There’s a time for amusement, for laughter and farcical tales. There’s absolutely a time for escapism and comfort and wish fulfillment (especially in the middle of a dark tale). There’s a time for sibling drama and humor and stories of shy heartbreak and school pressures. Intense and suspenseful pulse-pounding tales aren’t the one true diet for young readers. But I absolutely believe them to be healthy for growing imaginations, as essential as protein and calcium for young bones and muscles.

My children have only ever known me as a writer. When the older three still toddled, I was always plinking away on a keyboard in the corner of their playroom. By the time all five were fully aware, I was writing in an office at the end of a long attic with bunk beds tucked into dormers. Their night-light was the glow beneath my door, and when someone couldn’t sleep or a dream took a bad turn, I was the closest port in the storm. As it turns out, five children can produce worries and fears and dreams in bulk, and I’ve spent many hours fighting story with story.
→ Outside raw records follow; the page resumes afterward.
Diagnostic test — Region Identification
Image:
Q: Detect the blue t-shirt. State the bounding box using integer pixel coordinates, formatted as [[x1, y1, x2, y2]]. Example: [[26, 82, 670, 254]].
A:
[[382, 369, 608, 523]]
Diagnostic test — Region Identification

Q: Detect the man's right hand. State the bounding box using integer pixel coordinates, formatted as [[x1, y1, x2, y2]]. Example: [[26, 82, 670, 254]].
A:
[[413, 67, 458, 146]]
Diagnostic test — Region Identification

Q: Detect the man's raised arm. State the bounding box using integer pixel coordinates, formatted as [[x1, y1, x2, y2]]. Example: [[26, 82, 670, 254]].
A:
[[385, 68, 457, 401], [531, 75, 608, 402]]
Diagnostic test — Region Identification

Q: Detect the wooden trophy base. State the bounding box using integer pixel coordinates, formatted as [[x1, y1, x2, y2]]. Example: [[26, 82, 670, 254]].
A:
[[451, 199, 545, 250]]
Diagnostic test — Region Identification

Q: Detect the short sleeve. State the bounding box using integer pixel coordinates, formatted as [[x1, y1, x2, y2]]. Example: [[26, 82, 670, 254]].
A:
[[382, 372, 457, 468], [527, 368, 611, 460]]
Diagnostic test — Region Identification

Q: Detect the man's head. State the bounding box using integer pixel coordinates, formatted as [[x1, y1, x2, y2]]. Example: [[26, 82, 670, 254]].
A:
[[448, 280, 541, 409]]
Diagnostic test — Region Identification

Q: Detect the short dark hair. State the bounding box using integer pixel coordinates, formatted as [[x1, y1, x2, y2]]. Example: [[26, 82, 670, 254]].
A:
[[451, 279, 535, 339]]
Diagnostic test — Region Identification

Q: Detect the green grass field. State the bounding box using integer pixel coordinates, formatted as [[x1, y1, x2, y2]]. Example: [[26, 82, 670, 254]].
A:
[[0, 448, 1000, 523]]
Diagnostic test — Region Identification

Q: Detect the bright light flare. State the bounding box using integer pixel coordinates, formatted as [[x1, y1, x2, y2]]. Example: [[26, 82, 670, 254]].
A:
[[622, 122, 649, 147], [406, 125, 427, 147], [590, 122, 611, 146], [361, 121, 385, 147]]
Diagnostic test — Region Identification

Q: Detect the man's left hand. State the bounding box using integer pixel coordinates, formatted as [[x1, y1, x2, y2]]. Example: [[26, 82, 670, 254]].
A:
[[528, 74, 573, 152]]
In our house, when a day has brought struggle or pain or frustration, when we’ve stood at a deathbed or beside a new grave, we gather together, we sit down and listen. We assess characters and choices, villains and themes. We talk about darkness, we talk about light. We talk about loss and bittersweet victory. We talk about winter and spring resurrections. And through all of this talking, my children have learned, the most important stories are the stories we live.

The rest are all food for the journey.